As AFRICAN GLOBAL Group of Companies we have been unique in our service offering. We have been leaders in various sectors and contributed to the improvement of service delivery in South Africa. This we did by serving our clients with the best standards and futuristic solutions. We have made a substantial positive contribution in different of society where our teams have operated.

We confirm that nowhere and no one has reported that we have failed to deliver quality service to our clients. We always met/exceeded our client’s expectations.

Credit must go to our outstanding, hardworking and loyal staff who unfortunately, through no fault of their own, face an uncertain future.

Our vision has always been to provide service excellence and in so doing, impact and change the lives of thousands of people, for the better. We have accomplished this, and it is a fact that cannot be refuted. This work will forever remain and will not go unnoticed as an indelible legacy transforming lives for the better.

As the current leadership of AFRICAN GLOBAL, we abide in the knowledge that during this process of liquidation, many lives will continue to be transformed for the better and that as we move forward, we will witness yet the dawn of a new era.

We furthermore wish to take this opportunity to thank all our stakeholders for the invaluable journey, experiences, memories and a purpose driven future ahead.
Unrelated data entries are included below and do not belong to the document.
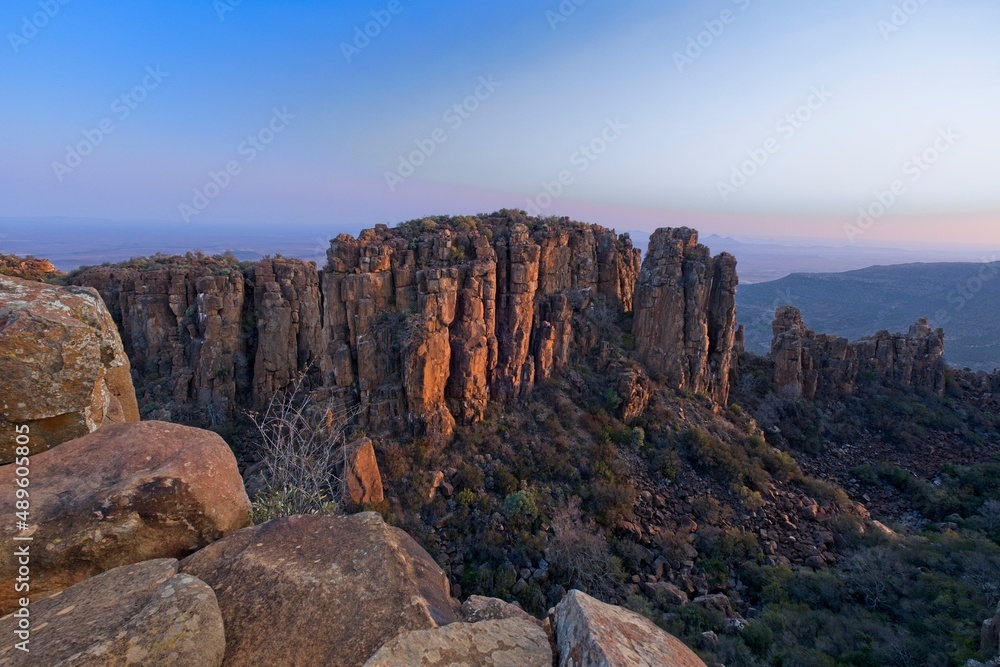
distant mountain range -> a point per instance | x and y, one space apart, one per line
962 298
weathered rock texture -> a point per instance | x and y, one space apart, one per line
27 268
123 494
590 632
501 643
64 372
685 313
808 364
423 324
349 584
364 481
182 323
142 614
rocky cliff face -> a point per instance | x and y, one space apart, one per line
809 364
209 334
431 320
685 313
181 321
425 323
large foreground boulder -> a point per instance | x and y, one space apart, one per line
142 614
123 494
64 370
319 590
504 643
590 632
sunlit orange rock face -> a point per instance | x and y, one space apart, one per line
685 313
437 321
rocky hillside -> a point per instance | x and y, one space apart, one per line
423 324
544 412
28 268
807 364
134 546
958 297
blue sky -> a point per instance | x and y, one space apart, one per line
303 122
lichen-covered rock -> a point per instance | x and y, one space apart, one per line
685 313
808 364
501 643
590 632
141 614
320 590
64 371
123 494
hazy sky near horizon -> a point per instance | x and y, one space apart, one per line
779 118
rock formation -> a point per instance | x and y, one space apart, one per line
685 313
182 326
590 632
27 268
808 364
350 584
287 310
142 614
120 495
423 324
364 481
64 371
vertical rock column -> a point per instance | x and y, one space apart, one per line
685 314
517 282
287 311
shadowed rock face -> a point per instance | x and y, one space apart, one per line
349 584
685 313
123 494
809 364
64 371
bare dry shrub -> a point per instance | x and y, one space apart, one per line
304 450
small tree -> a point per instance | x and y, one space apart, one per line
579 553
303 447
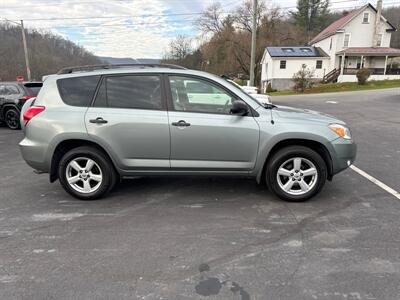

In conclusion, we focus on the future and move forward in the knowledge that as a society, we will all continue to build a better future for all.

Note that this does not affect current operations and staff remain employed and we go about with our work till informed otherwise

Please be advised that as of today, directors and employees of African Global Operations will not be making any further public statements.”

UPDATE: Bosasa’s statement added 10:12 on February 18.